* March WCS quoted at $24.50/bbl under WTI
* First drop in seven sessions
* March synthetic $1.40/bbl over WTI
CALGARY, Alberta, Feb 11 (Reuters) - Canadian heavy crude prices fell for the first time in seven sessions on Monday after the 145,000 barrel per day Co-op Refining Complex in Regina, Saskatchewan, reduced production following an overnight fire.
Western Canada Select heavy grade for March delivery last traded at $24.50 per barrel under West Texas Intermediate, according to Shorcan Energy Brokers, compared with a Friday settlement price of $24.25 under the benchmark.

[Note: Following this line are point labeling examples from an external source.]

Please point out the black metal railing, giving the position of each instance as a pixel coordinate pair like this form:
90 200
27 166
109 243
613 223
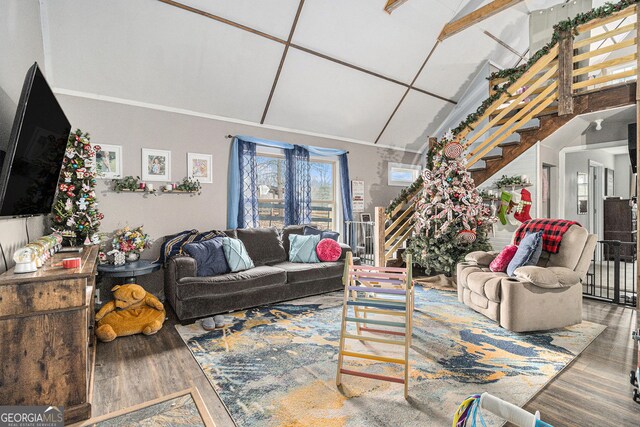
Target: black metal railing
360 235
612 273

It was the first drop in the price of the heavy blend in more than a week. Prices had been steadily strengthening from lows of more than $40 per barrel under WTI in mid-January as more pipeline capacity became available and Imperial Oil Ltd delayed the start-up of its 110,000 bpd Kearl Oil Sands mine.
However the fire at Saskatchewan’s only oil refinery pushed prices lower. The complex, owned by Federated Co-operatives Ltd, has reduced throughput to about 80,000 barrels per day for up to 36 hours while it investigates the fire in a coker unit pump house.
The fire occurred in a period of low seasonal demand for gasoline and diesel, however, and the refinery was only running 100,000 bpd of throughput before it broke out.
Demand is also down as Flint Hills Resources shut a unit at its 277,200 bpd St. Paul, Minnesota, refinery on Saturday following a compressor failure.
Light synthetic crude for March delivery last traded at a premium of $1.40 per barrel over WTI, up from Friday’s settlement price of $1.30 per barrel over WTI.